Permettez-moi également de mentionner brièvement la Charte de l'égalité entre les hommes et les femmes, qui a été adoptée en 2004 : cette Charte fédère près d'une centaine d'acteurs, publics et privés - administrations, collectivités locales, acteurs du monde économique et société civile - qui se sont engagés à promouvoir l'égalité des sexes dans l'ensemble des politiques publiques.
Le 1er bilan de la mise en oeuvre de la charte, qui a été présenté en 2007, a montré que trois ans après son adoption, les 3/4 des 280 engagements pris pour atteindre l'égalité entre les femmes et les hommes étaient soit réalisés, soit en cours de réalisation. Avec cette Charte, désormais, la loi de finance devra rendre compte de l'ensemble des actions entreprises par les autorités publiques pour renforcer l'égalité entre les hommes et les femmes.
Au plan international, et notamment lors de sa Présidence de l'Union européenne, la France a souhaité mettre le droit des femmes au 1er plan de son agenda international.
J'ai ainsi personnellement porté un certain nombre d'initiatives visant à renforcer la prise en compte des femmes dans les situations de conflit ou de post-conflit. J'ai également souhaité que l'Union européenne se dote de lignes directrices sur les violences faites aux femmes, afin d'améliorer le travail et la réactivité des ambassades européennes sur le terrain en faveur des droits des femmes, ce qui est désormais le cas depuis la fin de l'année 2008. J'ai également voulu que la rencontre annuelle Union européenne/ONG qui s'est tenue à Paris en décembre dernier ait pour thème les discriminations à l'encontre des femmes.

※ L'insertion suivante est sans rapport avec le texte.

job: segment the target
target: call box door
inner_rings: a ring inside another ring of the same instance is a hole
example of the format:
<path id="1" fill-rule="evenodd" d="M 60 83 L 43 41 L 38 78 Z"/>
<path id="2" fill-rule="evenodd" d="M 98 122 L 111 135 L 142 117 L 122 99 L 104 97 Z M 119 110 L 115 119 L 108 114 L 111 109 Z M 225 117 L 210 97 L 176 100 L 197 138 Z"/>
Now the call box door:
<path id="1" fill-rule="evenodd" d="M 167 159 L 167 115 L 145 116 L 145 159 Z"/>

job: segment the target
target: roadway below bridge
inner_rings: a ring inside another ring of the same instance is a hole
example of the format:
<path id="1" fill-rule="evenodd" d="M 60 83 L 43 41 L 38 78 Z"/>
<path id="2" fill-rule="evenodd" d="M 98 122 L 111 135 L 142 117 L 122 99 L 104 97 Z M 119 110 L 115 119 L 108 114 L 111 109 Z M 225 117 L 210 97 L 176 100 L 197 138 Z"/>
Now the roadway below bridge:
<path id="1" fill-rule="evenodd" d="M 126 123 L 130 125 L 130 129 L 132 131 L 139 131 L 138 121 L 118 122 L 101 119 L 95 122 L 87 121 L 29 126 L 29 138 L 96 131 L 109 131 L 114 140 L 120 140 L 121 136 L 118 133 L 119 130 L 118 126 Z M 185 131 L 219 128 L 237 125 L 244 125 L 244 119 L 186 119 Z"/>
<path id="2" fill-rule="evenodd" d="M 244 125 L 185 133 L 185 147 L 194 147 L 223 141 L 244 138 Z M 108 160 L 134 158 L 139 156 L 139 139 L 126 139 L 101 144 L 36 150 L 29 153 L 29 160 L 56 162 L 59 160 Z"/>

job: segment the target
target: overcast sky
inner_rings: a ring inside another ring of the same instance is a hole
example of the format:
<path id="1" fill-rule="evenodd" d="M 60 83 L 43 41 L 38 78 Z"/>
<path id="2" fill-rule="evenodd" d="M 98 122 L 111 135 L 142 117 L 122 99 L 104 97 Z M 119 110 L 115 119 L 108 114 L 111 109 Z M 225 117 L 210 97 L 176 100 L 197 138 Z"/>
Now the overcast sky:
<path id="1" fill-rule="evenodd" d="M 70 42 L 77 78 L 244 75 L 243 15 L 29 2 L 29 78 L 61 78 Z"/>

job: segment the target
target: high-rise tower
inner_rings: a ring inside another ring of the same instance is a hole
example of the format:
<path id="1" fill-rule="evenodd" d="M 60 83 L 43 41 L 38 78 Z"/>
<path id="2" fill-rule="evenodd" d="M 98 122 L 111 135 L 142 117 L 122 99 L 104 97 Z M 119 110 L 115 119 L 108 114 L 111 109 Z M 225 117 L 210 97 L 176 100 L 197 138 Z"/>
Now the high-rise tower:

Un des leçons souveraines de la Déclaration universelle des droits de l'Homme est que l'universalité des droits s'enracine dans la proclamation et la reconnaissance de l'égalité entre les hommes et les femmes. Nous nous devons de faire vivre ce principe en action.
Il semble à cet égard essentiel que le Conseil des droits de l'Homme accorde une importance capitale à la mise en oeuvre concrète de ce principe, en cette année du 30ème anniversaire de la Convention CEDAW, qui est un instrument normatif fondamental. La convention doit devenir universelle.
Nous nous apprêtons également à célébrer le 15ème anniversaire de la plate-forme de Pékin ainsi que le 10ème anniversaire de la résolution 1325 du conseil de sécurité... Ces anniversaires nous obligent : nous devons aller de l'avant.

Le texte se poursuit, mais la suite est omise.